Finucane's theory about Disney Princesses is by no means universal. Many parents and commentators defend Happily Ever After against what some critics call a rising "feminist attack," and credit the comely ladies with teaching values such as kindness, reading, love of animals, and perseverance.
If there's any doubt of the controversy surrounding the subject, journalist Peggy Orenstein mined a whole book ("Cinderella Ate My Daughter") out of the firestorm she sparked in 2006 with a New York Times essay ("What's Wrong With Cinderella?").

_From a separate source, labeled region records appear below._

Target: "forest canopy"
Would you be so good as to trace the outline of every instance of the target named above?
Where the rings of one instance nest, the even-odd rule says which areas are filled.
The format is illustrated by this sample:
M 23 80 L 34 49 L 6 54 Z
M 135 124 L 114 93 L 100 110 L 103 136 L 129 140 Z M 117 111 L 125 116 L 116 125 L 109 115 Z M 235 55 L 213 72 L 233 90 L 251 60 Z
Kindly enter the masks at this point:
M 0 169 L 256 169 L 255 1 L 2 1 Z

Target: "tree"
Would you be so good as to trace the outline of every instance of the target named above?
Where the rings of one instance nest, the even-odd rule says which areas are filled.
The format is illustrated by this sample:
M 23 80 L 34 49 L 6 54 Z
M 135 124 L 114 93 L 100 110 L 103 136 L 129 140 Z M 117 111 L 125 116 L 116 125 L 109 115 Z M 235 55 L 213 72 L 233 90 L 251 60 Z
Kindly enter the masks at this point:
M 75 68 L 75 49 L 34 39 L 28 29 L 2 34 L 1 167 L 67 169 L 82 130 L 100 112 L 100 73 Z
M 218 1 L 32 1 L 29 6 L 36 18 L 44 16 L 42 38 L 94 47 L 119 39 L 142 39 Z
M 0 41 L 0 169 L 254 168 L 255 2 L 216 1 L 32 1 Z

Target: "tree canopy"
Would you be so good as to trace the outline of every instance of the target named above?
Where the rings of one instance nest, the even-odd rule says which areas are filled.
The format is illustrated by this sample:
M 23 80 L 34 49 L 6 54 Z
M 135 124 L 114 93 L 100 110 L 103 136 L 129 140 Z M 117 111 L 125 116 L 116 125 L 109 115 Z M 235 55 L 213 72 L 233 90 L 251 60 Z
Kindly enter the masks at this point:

Disney, for its part, repeated to the Monitor its standard statement on the topic: "For 75 years, millions of little girls and their parents around the world have adored and embraced the diverse characters and rich stories featuring our Disney princesses.... [L]ittle girls experience the fantasy and imagination provided by these stories as a normal part of their childhood development."
And yet, the Finucane and Orenstein critique does resonate with many familiar with modern American girlhood as "hot" replaces pretty in pink, and getting the prince takes on a more ominous tone. Parents and educators regularly tell re-searchers that they are unable to control the growing onslaught of social messages shaping their daughters and students.